New insights in the systemic and molecular underpinnings of general anesthetic actions mediated by γ-aminobutyric acid A receptors.

Objective: The review highlights novel insights into the role of γ-aminobutyric acid A (GABAA) receptors in mediating clinically relevant actions of anesthetic agents.

Results: GABAA receptors in the hippocampus are located on glutamatergic pyramidal cells and GABAergic interneurons. Etomidate-induced inhibition of a synaptic correlate of learning and memory is caused by receptors on nonpyramidal neurons, likely on interneurons that incorporate α5 subunits. Selective enhancement of α2 subunit containing GABAA receptors in the spinal cord provides antihyperalgesia against inflammatory and neuropathic pain without causing sedation, motor impairment, and tolerance development. Inflammation, traumatic brain injury, and exposure to anesthetic agents modify the expression patterns of GABAA receptors in a subtype-specific manner. These modifications may persist for weeks. The neuroactive steroid alphaxalone causes fast-onset and short-duration anesthesia in humans. Cardiovascular and respiratory side-effects are less severe than with propofol.
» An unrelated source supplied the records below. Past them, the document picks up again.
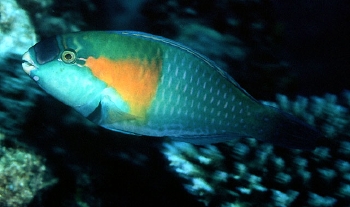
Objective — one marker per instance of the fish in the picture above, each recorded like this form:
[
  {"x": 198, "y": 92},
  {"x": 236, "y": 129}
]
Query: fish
[{"x": 147, "y": 85}]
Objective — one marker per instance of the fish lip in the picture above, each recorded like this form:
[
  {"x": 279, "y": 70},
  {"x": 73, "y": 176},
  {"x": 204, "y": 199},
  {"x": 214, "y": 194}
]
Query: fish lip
[{"x": 28, "y": 65}]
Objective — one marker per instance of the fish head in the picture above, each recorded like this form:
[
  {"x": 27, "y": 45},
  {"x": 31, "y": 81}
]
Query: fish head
[{"x": 57, "y": 67}]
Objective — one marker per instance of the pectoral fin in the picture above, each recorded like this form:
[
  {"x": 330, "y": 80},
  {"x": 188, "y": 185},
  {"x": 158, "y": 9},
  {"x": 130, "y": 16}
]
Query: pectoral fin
[{"x": 108, "y": 112}]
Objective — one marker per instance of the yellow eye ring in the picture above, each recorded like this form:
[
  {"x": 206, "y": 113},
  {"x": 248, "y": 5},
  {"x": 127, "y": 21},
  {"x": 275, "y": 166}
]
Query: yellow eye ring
[{"x": 68, "y": 56}]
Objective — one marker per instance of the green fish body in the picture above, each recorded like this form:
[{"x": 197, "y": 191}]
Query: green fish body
[{"x": 142, "y": 84}]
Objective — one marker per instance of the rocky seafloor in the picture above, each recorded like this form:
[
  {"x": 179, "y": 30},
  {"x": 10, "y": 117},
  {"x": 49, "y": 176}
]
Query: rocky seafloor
[{"x": 51, "y": 156}]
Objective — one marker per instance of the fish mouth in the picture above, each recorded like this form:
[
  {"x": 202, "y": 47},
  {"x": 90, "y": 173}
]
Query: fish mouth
[{"x": 28, "y": 64}]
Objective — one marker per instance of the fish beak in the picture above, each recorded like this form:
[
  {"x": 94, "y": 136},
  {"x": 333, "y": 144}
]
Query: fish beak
[{"x": 28, "y": 64}]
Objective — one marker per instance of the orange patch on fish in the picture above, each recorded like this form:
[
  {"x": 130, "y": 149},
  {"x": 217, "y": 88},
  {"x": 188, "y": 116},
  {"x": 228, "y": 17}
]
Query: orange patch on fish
[{"x": 135, "y": 80}]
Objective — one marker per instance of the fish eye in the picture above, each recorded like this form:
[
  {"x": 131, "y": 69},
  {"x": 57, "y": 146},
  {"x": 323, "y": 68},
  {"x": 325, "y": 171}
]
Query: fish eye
[{"x": 68, "y": 56}]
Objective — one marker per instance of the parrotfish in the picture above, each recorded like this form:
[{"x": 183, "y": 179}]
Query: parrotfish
[{"x": 142, "y": 84}]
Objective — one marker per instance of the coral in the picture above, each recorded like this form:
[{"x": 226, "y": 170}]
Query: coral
[
  {"x": 22, "y": 174},
  {"x": 249, "y": 172}
]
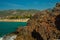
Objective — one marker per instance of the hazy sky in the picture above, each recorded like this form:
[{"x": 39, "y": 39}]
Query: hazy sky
[{"x": 27, "y": 4}]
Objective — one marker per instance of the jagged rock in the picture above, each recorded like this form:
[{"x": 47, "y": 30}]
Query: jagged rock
[{"x": 44, "y": 25}]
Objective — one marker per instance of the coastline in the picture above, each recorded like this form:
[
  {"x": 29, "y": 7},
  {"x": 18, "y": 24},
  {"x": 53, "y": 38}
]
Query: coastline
[{"x": 14, "y": 20}]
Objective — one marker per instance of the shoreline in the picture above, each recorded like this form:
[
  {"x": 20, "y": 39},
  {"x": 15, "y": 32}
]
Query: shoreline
[{"x": 14, "y": 20}]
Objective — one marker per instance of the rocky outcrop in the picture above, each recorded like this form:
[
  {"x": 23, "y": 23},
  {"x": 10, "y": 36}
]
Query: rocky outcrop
[{"x": 44, "y": 25}]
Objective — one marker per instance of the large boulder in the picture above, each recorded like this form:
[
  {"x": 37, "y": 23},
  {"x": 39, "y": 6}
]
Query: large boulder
[{"x": 44, "y": 25}]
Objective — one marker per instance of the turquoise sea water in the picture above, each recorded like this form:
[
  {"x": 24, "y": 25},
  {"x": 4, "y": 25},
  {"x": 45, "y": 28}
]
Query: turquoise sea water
[{"x": 8, "y": 27}]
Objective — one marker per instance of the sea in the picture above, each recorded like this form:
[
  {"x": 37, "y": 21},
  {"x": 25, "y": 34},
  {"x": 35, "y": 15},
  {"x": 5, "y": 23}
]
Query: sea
[{"x": 9, "y": 27}]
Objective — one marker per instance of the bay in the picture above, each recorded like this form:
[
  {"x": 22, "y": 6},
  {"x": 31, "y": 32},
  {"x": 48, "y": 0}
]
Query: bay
[{"x": 9, "y": 27}]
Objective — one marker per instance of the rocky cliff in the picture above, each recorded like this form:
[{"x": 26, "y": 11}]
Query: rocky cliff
[{"x": 44, "y": 25}]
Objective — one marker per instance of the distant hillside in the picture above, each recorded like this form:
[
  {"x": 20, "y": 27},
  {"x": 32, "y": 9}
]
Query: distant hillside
[{"x": 17, "y": 13}]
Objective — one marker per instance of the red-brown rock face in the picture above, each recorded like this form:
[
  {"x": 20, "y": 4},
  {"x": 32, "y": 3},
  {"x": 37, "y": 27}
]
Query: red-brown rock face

Conclusions: Identification of the molecular and cellular substrates involved in anesthesia and insights into disease and drug-induced alterations in the expression patterns of GABAA receptors in the central nervous system are emphasizing the need for individualized anesthesia care. Introducing neuroactive steroids into clinical anesthesia is expected to reduce cardiovascular and respiratory side-effects.